On xxhour May 23rd, 2019 SpaceX successfully launched the 1st 60 satellites of the planned 12,000 low orbit satellite constellation as the start of Elon Musk's audacious 10-year $10 billion broadband space programme.
Known as StarLink, the satellite constellation is part of a new generation of low-earth-orbit (LEO) satellite space communication network solutions.
A constellation of LEO satellites includes thousands of small satellites that provide continuous, global coverage as the satellites move. Unlike GEO satellites, LEO satellites also fly at a much faster pace because of their proximity to Earth.
The SpaceX's StarLink constellation will place 66 satellites per orbital plan at a height of 550km above ground. The satellites will communicate through four inter-satellite laser links forming a communication channel in space which is then linked back to earth ground communication stations. Shortest path computational simulations show that a New York-to-London link will have a round-trip latency of 46msec vs the current undersee cable networks of 76msec. (will satellite then be faster than fibre?)
How much will it cost?
So far very little factual information could be sourced on the planned broadband service profiles, the pricing models and other critical end-user go-to-market metrics.
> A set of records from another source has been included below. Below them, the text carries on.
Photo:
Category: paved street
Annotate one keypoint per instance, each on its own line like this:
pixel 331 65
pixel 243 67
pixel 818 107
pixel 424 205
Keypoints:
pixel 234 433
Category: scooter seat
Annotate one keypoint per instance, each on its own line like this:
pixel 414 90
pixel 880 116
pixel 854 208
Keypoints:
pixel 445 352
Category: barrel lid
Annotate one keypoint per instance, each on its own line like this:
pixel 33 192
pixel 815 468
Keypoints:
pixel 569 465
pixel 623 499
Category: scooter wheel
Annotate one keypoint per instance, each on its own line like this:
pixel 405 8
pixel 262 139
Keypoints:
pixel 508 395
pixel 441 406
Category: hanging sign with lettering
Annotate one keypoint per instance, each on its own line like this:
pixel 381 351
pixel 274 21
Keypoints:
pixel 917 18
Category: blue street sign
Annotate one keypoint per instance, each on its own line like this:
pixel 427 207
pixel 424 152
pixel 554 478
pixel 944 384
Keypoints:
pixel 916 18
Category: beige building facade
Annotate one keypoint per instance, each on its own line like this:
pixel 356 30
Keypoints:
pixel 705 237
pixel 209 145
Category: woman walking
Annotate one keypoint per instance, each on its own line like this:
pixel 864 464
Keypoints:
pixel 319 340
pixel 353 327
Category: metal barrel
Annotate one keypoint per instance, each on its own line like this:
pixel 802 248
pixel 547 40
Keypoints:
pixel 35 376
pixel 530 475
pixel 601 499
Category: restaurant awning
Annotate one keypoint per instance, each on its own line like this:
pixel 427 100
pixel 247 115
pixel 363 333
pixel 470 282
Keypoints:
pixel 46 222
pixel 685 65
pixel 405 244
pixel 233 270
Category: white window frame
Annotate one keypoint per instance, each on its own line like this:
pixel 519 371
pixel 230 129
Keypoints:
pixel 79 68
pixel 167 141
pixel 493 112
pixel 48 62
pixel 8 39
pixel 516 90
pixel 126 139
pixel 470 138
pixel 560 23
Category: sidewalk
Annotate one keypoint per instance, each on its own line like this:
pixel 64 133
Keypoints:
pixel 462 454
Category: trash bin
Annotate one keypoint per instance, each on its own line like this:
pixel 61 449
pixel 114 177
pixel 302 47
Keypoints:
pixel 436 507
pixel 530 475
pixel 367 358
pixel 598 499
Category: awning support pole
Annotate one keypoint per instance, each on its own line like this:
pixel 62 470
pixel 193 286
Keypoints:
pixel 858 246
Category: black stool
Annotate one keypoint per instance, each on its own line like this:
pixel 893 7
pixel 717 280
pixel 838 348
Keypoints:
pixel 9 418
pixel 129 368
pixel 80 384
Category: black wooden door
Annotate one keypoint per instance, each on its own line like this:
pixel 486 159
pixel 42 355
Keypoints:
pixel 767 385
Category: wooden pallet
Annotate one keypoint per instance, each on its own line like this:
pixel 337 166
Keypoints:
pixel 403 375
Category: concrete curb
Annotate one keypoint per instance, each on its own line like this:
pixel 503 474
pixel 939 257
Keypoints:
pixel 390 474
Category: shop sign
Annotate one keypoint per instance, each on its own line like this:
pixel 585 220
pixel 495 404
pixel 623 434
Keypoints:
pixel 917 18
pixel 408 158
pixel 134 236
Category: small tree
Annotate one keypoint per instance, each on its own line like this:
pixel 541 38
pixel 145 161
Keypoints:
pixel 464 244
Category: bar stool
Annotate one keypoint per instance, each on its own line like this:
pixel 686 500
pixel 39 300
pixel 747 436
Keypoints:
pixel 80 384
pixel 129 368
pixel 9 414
Working with the total project cost of $10 billion and with an FCC filing information by SpaceX Services, a SpaceX sister company, to license 1 million end-user terminal equipment, we can estimate some service metrics. Adding to this the current North American competitive landscape from HughesNet, Viasat and Dish with typical user rates of between $70 and $200 per month, then SpaceX Services will have to connect the 1 million users at an average rate of $109 over a 10 year period to balance the project business case.
Will this work in Africa?
Technically yes, once the satellite is launched it will work in Africa, and anywhere else on the globe. The more difficult question is: Will I be able to buy this service in Africa? It is too early to say if the service will be commercially available in South Africa and Africa; what we can discuss is what will be required to ensure service availability and continued market delivery.
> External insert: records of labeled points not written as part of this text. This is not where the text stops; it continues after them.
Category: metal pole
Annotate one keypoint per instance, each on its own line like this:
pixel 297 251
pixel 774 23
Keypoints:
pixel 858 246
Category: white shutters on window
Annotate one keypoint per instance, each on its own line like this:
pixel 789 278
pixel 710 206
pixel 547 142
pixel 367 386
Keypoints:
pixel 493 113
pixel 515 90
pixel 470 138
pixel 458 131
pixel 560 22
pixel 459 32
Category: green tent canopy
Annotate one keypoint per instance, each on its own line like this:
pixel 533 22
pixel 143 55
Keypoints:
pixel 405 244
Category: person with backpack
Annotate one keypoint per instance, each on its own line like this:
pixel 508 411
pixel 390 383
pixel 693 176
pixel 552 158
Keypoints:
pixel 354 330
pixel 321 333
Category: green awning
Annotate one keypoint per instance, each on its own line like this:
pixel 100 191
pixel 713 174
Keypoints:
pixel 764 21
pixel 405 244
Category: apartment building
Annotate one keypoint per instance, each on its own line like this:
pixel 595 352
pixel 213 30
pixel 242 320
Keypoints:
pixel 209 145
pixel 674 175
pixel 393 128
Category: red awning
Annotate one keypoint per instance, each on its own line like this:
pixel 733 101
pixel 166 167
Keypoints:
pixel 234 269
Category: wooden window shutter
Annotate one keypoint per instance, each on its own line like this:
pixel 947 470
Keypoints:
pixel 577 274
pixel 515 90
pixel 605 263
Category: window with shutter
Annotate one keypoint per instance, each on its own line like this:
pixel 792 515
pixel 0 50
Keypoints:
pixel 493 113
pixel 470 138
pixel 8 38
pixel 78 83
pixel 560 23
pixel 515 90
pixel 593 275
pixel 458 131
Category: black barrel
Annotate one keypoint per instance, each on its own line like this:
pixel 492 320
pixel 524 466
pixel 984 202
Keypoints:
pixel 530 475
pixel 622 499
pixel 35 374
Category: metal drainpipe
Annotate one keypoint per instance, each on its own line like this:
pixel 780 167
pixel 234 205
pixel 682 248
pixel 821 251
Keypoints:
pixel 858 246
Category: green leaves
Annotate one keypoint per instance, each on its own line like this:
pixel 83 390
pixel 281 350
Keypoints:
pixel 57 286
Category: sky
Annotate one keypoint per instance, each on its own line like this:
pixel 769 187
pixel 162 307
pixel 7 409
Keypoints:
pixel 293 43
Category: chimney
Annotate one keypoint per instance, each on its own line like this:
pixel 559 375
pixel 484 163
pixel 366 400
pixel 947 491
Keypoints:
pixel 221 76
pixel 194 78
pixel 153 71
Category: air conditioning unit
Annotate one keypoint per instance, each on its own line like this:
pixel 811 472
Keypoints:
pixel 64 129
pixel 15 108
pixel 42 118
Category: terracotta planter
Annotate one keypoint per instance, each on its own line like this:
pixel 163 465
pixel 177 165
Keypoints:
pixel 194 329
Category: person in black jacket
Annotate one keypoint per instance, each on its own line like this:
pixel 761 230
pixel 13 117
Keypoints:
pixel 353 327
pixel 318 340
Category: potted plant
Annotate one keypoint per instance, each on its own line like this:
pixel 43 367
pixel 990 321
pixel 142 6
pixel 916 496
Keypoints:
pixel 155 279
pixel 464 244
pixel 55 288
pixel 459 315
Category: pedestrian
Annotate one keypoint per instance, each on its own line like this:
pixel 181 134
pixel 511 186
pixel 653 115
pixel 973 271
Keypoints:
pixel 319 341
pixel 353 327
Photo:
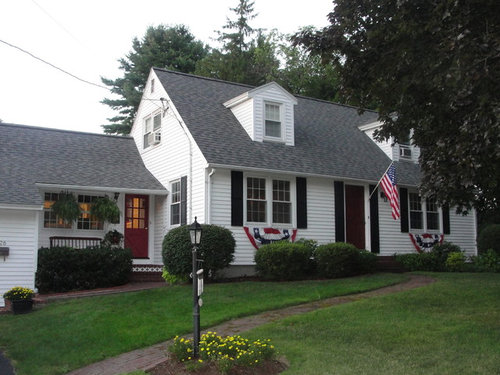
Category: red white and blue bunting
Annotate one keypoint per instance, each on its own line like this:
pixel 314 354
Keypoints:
pixel 425 241
pixel 262 236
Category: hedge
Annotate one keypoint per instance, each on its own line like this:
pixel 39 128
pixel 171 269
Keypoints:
pixel 62 269
pixel 216 250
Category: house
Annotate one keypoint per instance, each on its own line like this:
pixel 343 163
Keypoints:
pixel 257 160
pixel 267 165
pixel 36 164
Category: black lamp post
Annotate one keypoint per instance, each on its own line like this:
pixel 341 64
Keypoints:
pixel 195 232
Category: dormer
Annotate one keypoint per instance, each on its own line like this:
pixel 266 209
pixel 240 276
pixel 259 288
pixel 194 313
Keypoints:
pixel 266 113
pixel 403 151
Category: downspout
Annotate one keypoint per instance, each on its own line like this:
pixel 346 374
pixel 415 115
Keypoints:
pixel 190 179
pixel 209 198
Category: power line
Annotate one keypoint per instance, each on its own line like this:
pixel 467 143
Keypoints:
pixel 55 67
The SpaceX StarLink service will require installation of a fixed two-way communication dish and terminal at each user location, similar to a DStv installation. This means possible future service providers of the StarLink service must have the capability to install thousands of specialist terminals at end-user locations throughout the service region. Next, the service provisioning, on-going quality-of-service requirements, network operation, etc. requires a specific niche engineering skills set which is not currently part of the general service providers' technical environments.
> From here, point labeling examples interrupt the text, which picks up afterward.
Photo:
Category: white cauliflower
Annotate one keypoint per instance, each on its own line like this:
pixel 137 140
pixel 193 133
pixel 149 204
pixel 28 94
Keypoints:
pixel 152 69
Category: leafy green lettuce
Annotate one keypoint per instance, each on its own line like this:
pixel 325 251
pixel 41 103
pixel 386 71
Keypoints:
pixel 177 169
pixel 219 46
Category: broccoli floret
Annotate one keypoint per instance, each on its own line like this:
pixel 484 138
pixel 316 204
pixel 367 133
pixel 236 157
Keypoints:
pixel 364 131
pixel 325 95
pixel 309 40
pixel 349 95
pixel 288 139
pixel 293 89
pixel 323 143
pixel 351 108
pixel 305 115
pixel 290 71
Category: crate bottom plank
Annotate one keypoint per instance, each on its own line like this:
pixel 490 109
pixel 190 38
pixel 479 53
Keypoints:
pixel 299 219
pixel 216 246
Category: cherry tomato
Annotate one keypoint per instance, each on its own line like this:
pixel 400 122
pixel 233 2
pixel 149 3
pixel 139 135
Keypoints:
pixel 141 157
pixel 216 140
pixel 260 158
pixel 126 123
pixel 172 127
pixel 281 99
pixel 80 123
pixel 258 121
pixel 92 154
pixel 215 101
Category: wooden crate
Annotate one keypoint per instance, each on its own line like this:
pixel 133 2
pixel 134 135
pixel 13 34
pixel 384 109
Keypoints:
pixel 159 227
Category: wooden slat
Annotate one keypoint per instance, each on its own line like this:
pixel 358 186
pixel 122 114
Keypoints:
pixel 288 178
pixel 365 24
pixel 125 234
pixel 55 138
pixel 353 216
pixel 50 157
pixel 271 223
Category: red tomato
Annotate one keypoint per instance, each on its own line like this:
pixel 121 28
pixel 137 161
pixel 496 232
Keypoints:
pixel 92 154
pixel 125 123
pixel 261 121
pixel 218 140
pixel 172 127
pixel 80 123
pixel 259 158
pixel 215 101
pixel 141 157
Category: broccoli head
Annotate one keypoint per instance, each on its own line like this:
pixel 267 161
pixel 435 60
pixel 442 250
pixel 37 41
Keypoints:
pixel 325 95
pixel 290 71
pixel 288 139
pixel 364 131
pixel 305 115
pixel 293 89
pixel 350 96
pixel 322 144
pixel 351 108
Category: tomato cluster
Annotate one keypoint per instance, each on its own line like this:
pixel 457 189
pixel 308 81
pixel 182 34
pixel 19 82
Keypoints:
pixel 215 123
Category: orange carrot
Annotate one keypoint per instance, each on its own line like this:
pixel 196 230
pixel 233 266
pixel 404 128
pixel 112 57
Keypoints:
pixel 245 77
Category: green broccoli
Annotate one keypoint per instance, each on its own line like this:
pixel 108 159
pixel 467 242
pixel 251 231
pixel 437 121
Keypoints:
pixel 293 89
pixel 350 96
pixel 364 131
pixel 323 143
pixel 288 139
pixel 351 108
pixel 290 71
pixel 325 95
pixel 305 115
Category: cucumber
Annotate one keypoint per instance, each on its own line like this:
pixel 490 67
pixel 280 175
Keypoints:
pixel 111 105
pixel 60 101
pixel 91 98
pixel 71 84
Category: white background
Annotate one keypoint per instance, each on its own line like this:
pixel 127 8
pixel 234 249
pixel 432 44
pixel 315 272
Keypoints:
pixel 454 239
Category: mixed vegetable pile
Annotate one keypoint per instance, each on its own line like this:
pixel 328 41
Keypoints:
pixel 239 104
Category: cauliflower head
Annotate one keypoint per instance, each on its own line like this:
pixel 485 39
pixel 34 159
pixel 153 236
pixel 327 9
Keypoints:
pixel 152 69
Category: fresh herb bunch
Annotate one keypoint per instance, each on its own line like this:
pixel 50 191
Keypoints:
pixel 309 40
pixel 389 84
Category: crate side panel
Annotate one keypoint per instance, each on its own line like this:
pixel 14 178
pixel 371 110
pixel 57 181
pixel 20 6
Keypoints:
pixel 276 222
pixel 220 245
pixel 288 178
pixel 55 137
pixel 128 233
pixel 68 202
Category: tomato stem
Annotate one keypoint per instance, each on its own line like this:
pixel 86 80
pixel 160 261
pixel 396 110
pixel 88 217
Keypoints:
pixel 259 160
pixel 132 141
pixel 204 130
Initially, the probable target market will mostly be "off-grid" locations, meaning users at locations which are "off-the-telco-grids" and not connected to the 3G mobile networks or fibre networks. These are niche market sectors and will furthermore require specific focussed marketing campaigns and target sales teams. The incumbent mobile operators and national telco's are not currently structured to deal with such a niche service and business set of requirements.
To answer the question if this will be available in Africa, we must consider the business attractiveness of this special niche service and if any of the telco's will indeed adopt this as a go-to-market product. At an average end-user price of R1000 for the service, and based on an estimation of 100,000 terminals, the potential annual revenue income for a telco will be R1,2bn. Putting this in context, this will be about 1,2% of Vodacom's 2019 revenue and may not considered attractive enough to invest the resourced required for such a specialised satellite product.
A possible outcome
Given the expected technical speed and latency performance advantages of the SpaceX StarLink service, the benefits to connect all "off-grid" users as well as providing a high-reliable, easy to deploy fibre-alternative service, SpaceX Starlink does build a compelling case that Africa can't ignore.
It can thus be expected that a new generation of highly-focussed, niche satellite service providers will target this opportunity. For providers such as the Q-KON group, who is already leady this market sector with the current HTS satellite services products, this will be a logical next step in meeting the ever- growing demand for trusted broadband services in Africa.